A team of researchers at Massachusetts Institute of Technology is “trying to give robots superhuman perception,” according to MIT Associate Professor Fadel Adib. As robots advance in areas like artificial vision, touch, and smell, they are getting closer to having human-like perception.
A new robot developed by the researchers, called RF-Grasp, relies on radio waves that can pass through walls and sense occluded objects. It does this by combining powerful sensing with traditional computer vision, enabling the location and grasping of items that would normally be out of sight for the robot.
The research is set to be presented at the IEEE International Conference on Robotics and Automation in May. The lead author of the paper is Tara Boroushaki, research assistant in the Signal Kinetics Group at the MIT Media Lab. Co-authors of the paper include Adib, director of the Signal Kinetics Group; Alberto Rodriguez, Associate Professor in the Department of Mechanical Engineering; Junshan Leng, research engineer at Harvard University; and Ian Clester, PhD student at Georgia Tech.
Warehouses and E-commerce
One potential use case of this new technology is in e-commerce, where it could help make warehouse fulfillment more efficient, or it could locate tools in a toolkit. With the dramatic rise in e-commerce, the work is becoming increasingly more intense for human workers, which still complete most of it. However, this is sometimes a problem given the dangerous working conditions.

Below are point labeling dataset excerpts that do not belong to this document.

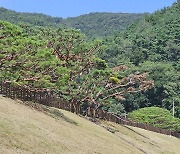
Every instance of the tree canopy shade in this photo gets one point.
(64, 61)
(151, 45)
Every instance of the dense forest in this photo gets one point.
(93, 24)
(151, 45)
(136, 67)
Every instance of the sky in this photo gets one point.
(72, 8)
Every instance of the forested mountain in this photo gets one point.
(151, 45)
(112, 70)
(155, 38)
(93, 24)
(102, 24)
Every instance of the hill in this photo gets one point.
(151, 45)
(24, 129)
(155, 38)
(93, 24)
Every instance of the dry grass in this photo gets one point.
(26, 130)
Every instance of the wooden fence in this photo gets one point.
(50, 98)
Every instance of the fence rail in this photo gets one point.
(49, 98)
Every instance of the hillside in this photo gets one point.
(155, 38)
(151, 45)
(24, 129)
(93, 24)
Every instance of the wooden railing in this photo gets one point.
(50, 98)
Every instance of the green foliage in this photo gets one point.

“Perception and picking are two roadblocks in the industry today,” Rodriguez says.
Robots rely on optical vision, which can’t perceive items that are hidden since visible light waves don’t pass through walls. However, that is not the case for radio waves.
Radio frequency (RF) identification has been used for tracking, and RF identification systems consist of a reader and a tag. The tag is a tiny computer chip that is attached for tracking purposes, while the reader emits an RF signal that gets modulated by the tag and reflected to the reader.

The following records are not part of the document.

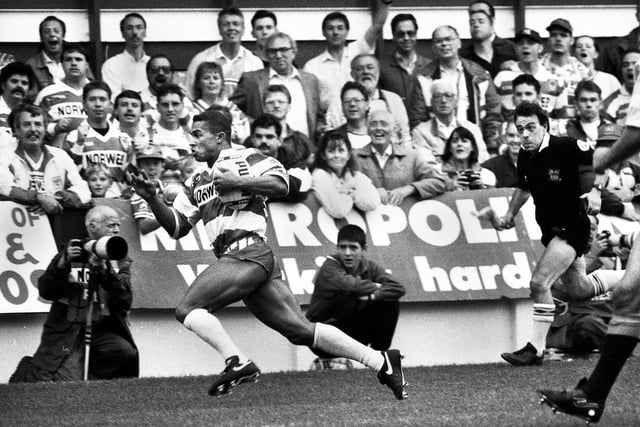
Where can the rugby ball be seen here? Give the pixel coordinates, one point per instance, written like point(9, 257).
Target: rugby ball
point(235, 163)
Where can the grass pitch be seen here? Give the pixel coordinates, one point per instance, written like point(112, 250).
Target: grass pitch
point(473, 395)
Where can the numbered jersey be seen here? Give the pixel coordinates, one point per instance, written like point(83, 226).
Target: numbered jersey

This reflected signal is responsible for providing crucial information about the tagged item, such as location and identify. This is often used in retail supply chains, with countries like Japan planning to use RF tracking for all retail purchases eventually.

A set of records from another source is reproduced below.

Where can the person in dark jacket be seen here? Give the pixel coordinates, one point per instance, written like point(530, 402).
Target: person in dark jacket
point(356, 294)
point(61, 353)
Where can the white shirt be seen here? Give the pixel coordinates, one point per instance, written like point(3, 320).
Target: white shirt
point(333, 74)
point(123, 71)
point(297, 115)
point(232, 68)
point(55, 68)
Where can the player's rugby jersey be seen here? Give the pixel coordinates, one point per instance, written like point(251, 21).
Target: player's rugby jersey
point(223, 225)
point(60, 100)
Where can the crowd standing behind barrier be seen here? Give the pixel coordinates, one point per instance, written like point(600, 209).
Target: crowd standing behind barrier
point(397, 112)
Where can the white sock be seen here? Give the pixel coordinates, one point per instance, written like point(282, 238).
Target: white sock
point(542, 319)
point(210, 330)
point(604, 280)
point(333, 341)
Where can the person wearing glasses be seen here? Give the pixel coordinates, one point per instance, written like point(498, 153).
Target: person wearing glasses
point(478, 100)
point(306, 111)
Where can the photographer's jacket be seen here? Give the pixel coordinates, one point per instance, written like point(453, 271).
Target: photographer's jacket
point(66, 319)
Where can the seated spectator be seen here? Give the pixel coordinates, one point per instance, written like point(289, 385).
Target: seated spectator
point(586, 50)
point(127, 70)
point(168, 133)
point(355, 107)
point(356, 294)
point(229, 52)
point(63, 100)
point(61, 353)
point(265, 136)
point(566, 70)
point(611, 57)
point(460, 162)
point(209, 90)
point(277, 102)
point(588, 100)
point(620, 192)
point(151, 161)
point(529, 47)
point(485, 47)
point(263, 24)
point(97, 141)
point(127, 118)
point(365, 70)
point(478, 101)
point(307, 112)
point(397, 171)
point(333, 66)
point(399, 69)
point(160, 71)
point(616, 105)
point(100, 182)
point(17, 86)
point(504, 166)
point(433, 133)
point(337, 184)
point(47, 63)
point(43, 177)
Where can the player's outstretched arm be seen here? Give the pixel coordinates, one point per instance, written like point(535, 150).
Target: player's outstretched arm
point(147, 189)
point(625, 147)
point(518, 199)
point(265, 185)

“RF is such a different sensing modality than vision,” says Rodriguez. “It would be a mistake not to explore what RF can do.”
The newly developed RF Grasp uses a camera and an RF reader to locate and grab tagged objects, and it can do so even if they are fully blocked from the camera. There is a robotic arm attached to a grasping hand, and the wrist holds the camera. The RF reader is independent of the robot, relaying tracking data to the control algorithm.
By integrating RF tracking data collection and data from the visual picture of the robot’s surroundings, the robot’s decision-making process gets very complicated.
“The robot has to decide, at each point in time, which of these streams is more important to think about,” says Boroushaki. “It’s not just eye-hand coordination, it’s RF-eye-hand coordination. So, the problem gets very complicated.“
“It starts by using RF to focus the attention of vision,” says Adib. “Then you use vision to navigate fine maneuvers.”
With this process, RF Grasp can target an object, and it can manipulate the item and vision, which results in finer detail than RF.
In a series of tests, RF Grasp successfully pinpointed and grabbed the target object with around half as much total movement. It was also able to ‘declutter’ the environment, which is very unique, by removing packing materials and obstacles to get to the target.
“It has this guidance that other systems simply don’t have,” Rodriguez says.
RF Grasp could eventually play a big role in e-commerce warehouses, doing things like instantly verifying an item’s identity.
“RF has the potential to improve some of those limitations in industry, especially in perception and localization,” Rodriguez continues.
As for home applications, Adib says “Or you could imagine the robot finding lost items. It’s like a super-Roomba that goes and retrieves my keys, wherever the heck I put them.”